Esoteric,
dense and Russian Kathimerini,
25.10.2009
A Russian
collection of works of contemporary art. A private and a young one. Stella Art Foundation
(founding year: 2004) starred at the last Venice Biennale, occupying the famous
Ca' Rezzonico palace and presenting selected parts of its collection next to a preview
of the celebrated Pinault's Collection. This self-assurance of the Russian foundation
proved to be justified to a considerable degree: the exhibition at the Venetian
palace was a success.
What is
the distinctive feature of this collection, according to what we saw in Venice, and now also in Thessaloniki (in the building of the National
Bank's Educational Foundation on Vasilissis Olgas Str.)? In our opinion, it is
its "Russianness." Although it also contains artwork of famous Western
artists, such as Robert Mapplethorpe, Alex Katz, Spencer Tunick, Joseph Kosuth and
others, the collection's core and its main power are the pieces of the most significant
Russian artists of our days.
Oleg
Kulik, Ilya Kabakov, Igor Makarevich and a whole constellation of other artists
from Russia and other former Soviet republics are represented by mature works rooted in
the multiple traditions of the Russian
art that are unique in many respects: from diverse and inexhaustible avant-garde
art of the revolutionary
period through the long tradition of the Russian lyric art and Moscow
conceptualism of the 1970s.
Thalea
Stefanidou, curator of the exhibition entitled Subjective Visions, selected some
exceptional pieces from Stella Kesaeva's collection and skillfully arranged them
in the eclectic building of the National Bank's Educational Foundation: a middle-class
house with small rooms and ample decorations.
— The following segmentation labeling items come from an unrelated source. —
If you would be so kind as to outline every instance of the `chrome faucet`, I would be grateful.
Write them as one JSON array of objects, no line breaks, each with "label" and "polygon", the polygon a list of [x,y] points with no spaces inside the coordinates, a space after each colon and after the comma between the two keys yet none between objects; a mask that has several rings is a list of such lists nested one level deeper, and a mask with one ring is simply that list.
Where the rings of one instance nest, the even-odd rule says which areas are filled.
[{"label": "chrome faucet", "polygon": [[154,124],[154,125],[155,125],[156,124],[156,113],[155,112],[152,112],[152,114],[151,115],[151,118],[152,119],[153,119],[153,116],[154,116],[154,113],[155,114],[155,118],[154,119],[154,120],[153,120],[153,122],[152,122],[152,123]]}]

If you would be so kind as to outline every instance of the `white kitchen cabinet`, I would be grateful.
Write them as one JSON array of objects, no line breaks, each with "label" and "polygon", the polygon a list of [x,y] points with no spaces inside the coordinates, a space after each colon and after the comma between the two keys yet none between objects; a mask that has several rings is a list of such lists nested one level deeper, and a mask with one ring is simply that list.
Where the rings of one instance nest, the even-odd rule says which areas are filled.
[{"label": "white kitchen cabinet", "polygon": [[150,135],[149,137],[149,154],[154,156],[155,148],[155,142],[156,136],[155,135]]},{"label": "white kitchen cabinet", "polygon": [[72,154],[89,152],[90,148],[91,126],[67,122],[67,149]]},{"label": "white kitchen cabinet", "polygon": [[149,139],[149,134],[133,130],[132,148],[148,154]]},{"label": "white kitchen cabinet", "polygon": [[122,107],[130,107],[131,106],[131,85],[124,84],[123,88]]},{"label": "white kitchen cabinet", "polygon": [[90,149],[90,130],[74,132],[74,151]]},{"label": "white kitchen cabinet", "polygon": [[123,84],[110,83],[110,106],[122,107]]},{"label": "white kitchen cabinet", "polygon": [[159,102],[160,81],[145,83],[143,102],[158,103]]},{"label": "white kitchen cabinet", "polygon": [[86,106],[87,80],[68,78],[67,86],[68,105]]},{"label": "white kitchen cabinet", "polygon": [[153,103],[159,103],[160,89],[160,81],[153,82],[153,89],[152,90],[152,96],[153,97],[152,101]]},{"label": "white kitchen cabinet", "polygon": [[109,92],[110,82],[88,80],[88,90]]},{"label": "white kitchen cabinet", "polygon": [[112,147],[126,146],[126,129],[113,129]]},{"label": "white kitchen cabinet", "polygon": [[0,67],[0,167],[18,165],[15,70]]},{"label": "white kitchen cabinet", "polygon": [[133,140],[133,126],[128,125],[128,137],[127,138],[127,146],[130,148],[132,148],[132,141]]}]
The arrangement, with intense chiaroscuro
and independent rooms communicating by opposition or sequence, reminded us of exhibitions
of contemporary art in Venetian palaces, so densely decorated and self-sufficient.
Here, too, the environment didn't oppress the exhibited works but, rather, integrated
them and emphasized their most interesting features.
Walking around
the silent house that keeps memories from Thessaloniki's
rich Jewish past, one encounters reflective, dense and esoteric works demonstrating
vigour, depth and breadth of present day's Russian art.